Como sou desenrolada!

Algumas pessoas que passam pelas nossas vidas nos marcam, por características positivas ou negativas, dessa última prefiro não lembrar e apenas tomar como lição o que não deve ser feito. Mas por outro lado, quando deixam marcas por aquilo que elas têm de melhor, acredito que cumprem sua missão nesta vida, que é o dever de todos nós, mas que nem sempre conseguimos e alguns na verdade, nem tentam.

Tive a alegria de conviver com uma colega de trabalho que dentro da sua simplicidade de vida e despretensão de chamar atenção sobre si, deixou um grande exemplo. Digo deixou porque ao completar seu tempo de trabalho aposentou-se, porém continuou trabalhando até que decidiu que era momento de encerrar esse ciclo de sua vida. Apesar de termos convivido poucos anos, foram suficientes para testemunhar as suas várias facetas. Uma colega que, mesmo estando inserida na faixa etária dos idosos e sendo chamada de “velhinha” por alguns contemporâneos de profissão, nada tinha de velho em seu espírito, na sua disposição ou na sua lucidez para o trabalho de raciocínio, na sua função de desenvolvedora. Além disso, era dotada de um bom humor, que tornava a nossa rotina laboral mais leve e nos proporcionava momentos de descontração.

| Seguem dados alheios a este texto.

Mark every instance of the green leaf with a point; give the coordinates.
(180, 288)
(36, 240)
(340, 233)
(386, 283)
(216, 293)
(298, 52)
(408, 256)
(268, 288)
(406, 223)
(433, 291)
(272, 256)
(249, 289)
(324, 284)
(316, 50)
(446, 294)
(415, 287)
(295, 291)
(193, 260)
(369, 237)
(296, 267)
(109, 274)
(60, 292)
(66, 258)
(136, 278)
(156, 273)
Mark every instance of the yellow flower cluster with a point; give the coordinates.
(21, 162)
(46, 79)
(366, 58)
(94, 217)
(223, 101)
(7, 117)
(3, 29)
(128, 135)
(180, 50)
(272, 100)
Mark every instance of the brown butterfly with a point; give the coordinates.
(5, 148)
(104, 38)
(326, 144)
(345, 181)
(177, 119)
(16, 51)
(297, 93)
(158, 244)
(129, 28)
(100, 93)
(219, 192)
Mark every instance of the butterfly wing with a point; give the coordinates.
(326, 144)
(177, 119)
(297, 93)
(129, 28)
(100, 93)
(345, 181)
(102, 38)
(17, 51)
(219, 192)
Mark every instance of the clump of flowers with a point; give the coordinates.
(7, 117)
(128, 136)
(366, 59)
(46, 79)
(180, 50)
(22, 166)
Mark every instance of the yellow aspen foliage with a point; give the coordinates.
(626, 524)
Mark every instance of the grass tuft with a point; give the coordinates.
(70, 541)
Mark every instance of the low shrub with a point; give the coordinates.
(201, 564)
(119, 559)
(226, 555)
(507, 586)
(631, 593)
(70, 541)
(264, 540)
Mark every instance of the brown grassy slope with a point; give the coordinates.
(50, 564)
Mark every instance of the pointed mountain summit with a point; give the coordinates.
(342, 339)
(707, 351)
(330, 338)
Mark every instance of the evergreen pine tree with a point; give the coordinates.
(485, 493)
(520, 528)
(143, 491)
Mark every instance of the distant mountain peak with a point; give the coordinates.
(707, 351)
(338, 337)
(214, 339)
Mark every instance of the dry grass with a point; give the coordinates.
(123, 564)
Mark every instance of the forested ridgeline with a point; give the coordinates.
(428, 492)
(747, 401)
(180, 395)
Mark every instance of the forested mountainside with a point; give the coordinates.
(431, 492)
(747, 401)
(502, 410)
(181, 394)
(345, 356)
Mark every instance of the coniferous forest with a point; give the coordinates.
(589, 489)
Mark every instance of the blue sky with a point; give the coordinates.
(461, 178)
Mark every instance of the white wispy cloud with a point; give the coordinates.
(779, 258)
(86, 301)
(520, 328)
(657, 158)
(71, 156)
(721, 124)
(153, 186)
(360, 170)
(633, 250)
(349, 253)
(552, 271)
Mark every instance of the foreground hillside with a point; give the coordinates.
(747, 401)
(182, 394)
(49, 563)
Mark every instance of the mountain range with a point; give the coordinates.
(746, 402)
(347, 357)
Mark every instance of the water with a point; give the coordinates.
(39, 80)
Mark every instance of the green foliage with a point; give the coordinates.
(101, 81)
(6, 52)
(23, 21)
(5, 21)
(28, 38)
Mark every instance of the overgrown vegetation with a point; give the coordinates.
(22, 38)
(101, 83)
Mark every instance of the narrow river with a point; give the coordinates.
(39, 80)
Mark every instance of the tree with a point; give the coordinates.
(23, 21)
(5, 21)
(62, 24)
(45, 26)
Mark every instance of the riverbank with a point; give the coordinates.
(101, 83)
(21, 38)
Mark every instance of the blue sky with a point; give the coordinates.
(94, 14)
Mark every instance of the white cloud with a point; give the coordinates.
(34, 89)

Este foi um período que vivenciamos muitas histórias divertidas, e dentre tantas que se sucederam houve uma que além de nos render boas risadas, criou um jargão que se manteve por um bom tempo no linguajar dos bons de brincadeira. Na época, havia dois integrantes da minha equipe que eram os alvos das brincadeiras de nossa amiga “idosa” e vice versa e ao mesmo tempo, seus consultores para assuntos de Tablet e Celular. Sim, porque além de tudo, ela gostava de manter-se atualizada no uso dos aparelhos de tecnologia mobile, sempre comprando versões mais modernas deste tipo de aparelho e se garantindo na utilização dos aplicativos.

Então certa vez, ela pediu para um dos seus “consultores” orientação sobre a instalação e uso do aplicativo bancário que precisava para facilitar suas operações financeiras, e deu-se o seguinte fato: ela instalou o programa e foi até a agência bancária para solicitar um determinado serviço, que ela não sabia estar contido no aplicativo instalado em seu celular. Ao chegar na agência a funcionária deu uma pequena explicação sobre como utilizar o serviço via mobile, prontamente ela executou os passos descritos pela funcionária do banco, finalizando a operação com sucesso resolvendo de forma breve a questão. Só que ao comunicar à atendente sobre o seu feito, ela não esperava que a mesma fosse soltar tamanho elogio: “nossa! Como a senhora é desenrolada!”, o que a deixou toda orgulhosa e matreira.

Depois disso, apressou-se em voltar à empresa. Chegando lá procurou seus amigos “consultores” esboçando um riso suspeito que lhe era peculiar em determinadas situações. E sem delongas foi logo contando a sua proeza, arrematando a história com a seguinte conclusão: “viram como sou desenroladinha!” E soltou uma bela risada, daquelas que costumava dar quando estava a fim de zoar os colegas que tinham praticamente idade de ser seus netos. A partir dali sua frase bem humorada foi automaticamente incorporado às piadas internas do grupo.